Major improvements include:

  • New implementation of SegmentedSequence using binary offset tree with efficient access, storage and instantiation.

  • New SequenceBuilder class, used to create segmented sequences of arbitrary content without concern for segment ordering or whether they share a common base sequence.

    A segment which cannot be converted to an offset range from the base sequence will be converted to out of base characters, preserving the expected character sequence result.

    The builder will optimize literal characters when they match corresponding base sequence characters with special handling of spaces and EOL characters. This means that adding literal spaces and EOL characters instead of using a subsequence will result in them being efficiently replaced by segments from the original base sequence.

    For convenience, an instance of SequenceBuilder can be obtained from any based sequence through BasedSequence.getBuilder() method.

  • New LineAppendable implementation used for rendering text. Internally, the class builds a list of lines and keeps track of each line's prefix portion, allowing efficient access and manipulation of lines and prefixes in the rendered result.

    The generated BasedSequence result will result in a SegmentedSequence with offsets into the source sequence preserved, allowing mapping offsets in result to original sequence.

    The result lines are stored as separate BasedSequences to maximize preservation of original sequence offset information when the rendering rearranges the lines of the source, as in the case of formatting with reference definition sorting or MarkdownTable sorting.

  • Formatting module is now part of the core library with additional features:

    • Paragraph text wrapping to fit within the set right margin.
    • Source offset tracking from formatted to original markdown
    • Table formatting includes sorting by columns and transpose table methods

Summary

  • Major reorganization and code cleanup of implementation
    • Formatter implementation is now part of core implementation in flexmark module

    • Formatter improved with more options including wrapping text to margins.

      • added ability to track and map source offset(s) to their index in formatted sequence.

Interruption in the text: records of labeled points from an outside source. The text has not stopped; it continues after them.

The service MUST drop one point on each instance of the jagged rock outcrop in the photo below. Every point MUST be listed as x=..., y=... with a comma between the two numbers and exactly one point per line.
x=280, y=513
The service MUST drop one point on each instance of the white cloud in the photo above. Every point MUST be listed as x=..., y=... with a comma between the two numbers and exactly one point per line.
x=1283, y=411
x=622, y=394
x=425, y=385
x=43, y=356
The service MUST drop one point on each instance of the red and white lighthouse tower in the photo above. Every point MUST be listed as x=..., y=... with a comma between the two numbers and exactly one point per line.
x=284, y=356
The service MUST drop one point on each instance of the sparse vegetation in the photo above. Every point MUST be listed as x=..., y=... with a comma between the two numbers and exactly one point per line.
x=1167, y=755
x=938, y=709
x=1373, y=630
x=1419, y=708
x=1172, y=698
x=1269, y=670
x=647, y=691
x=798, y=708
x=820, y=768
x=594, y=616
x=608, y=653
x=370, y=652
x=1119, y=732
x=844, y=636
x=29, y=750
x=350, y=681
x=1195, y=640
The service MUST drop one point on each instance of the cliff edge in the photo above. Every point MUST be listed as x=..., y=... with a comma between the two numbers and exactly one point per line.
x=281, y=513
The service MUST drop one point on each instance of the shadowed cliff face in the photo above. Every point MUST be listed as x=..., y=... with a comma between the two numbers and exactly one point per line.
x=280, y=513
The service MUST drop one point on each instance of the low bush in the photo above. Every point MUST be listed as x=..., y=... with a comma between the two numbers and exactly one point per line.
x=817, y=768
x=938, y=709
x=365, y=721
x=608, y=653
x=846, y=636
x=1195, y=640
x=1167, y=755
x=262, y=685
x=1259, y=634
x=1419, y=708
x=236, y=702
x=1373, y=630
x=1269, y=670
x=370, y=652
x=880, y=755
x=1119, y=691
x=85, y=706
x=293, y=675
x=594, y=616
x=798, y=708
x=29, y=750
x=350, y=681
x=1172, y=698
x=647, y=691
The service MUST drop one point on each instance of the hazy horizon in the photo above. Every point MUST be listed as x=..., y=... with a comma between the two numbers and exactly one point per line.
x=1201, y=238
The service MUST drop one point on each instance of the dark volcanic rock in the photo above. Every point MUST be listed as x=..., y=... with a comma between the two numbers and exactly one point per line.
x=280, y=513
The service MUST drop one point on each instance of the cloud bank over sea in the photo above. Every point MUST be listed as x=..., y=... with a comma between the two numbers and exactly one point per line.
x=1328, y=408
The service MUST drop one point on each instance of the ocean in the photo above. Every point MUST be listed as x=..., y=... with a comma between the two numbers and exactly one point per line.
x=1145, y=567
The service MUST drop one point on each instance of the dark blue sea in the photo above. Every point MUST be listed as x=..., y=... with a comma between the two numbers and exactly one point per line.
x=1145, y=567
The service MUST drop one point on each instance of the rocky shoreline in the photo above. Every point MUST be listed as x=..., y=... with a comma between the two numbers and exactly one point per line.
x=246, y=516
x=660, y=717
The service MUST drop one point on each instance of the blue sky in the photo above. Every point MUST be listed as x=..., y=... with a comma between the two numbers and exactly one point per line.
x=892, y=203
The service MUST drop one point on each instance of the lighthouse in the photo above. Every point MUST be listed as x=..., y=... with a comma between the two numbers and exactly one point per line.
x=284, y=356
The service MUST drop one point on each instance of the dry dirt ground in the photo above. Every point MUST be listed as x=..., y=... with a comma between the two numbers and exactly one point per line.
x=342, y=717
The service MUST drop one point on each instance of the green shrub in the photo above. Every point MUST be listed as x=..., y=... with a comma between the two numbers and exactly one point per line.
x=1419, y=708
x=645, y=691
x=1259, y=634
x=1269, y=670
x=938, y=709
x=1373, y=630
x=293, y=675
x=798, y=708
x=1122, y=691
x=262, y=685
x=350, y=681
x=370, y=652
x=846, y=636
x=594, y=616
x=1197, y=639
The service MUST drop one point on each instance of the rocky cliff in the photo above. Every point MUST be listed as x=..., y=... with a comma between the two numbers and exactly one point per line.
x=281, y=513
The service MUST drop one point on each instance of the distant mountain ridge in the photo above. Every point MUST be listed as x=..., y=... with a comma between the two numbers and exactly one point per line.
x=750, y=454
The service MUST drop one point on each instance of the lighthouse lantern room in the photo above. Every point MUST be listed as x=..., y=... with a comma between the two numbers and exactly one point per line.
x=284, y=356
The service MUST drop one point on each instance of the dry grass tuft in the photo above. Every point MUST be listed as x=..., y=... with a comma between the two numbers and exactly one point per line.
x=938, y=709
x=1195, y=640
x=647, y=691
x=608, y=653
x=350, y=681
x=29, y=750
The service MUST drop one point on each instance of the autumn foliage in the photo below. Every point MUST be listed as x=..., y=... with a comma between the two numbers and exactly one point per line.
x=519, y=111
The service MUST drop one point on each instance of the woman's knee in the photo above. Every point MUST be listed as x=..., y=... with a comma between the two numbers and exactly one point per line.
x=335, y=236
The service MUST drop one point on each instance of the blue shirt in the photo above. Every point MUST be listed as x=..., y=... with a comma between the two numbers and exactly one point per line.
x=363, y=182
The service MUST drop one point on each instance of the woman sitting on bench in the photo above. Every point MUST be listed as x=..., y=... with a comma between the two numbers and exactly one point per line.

This feature allows editor caret position preservation across formatting operation.
      • Offset tracking unified using TrackedOffset. Used by MarkdownParagraph for text wrapping and MarkdownTable for table formatting and able to handle caret position during typing and backspace editing operations which are immediately followed by formatting or the edited source.
    • Tests cleaned up to eliminate duplication and hacks

    • flexmark-test-util made reusable for other projects. Having markdown as the source code for tests is too convenient for use only in flexmark-java tests.

    • Optimized SegmentedSequence implementation using binary trees for searching segments and byte efficient segment packing. Parser performance is either slightly improved or not affected but allows using SegmentedSequences for collecting Formatter and HtmlRenderer output to track source location of all text with minimal overhead and double the performance of old implementation.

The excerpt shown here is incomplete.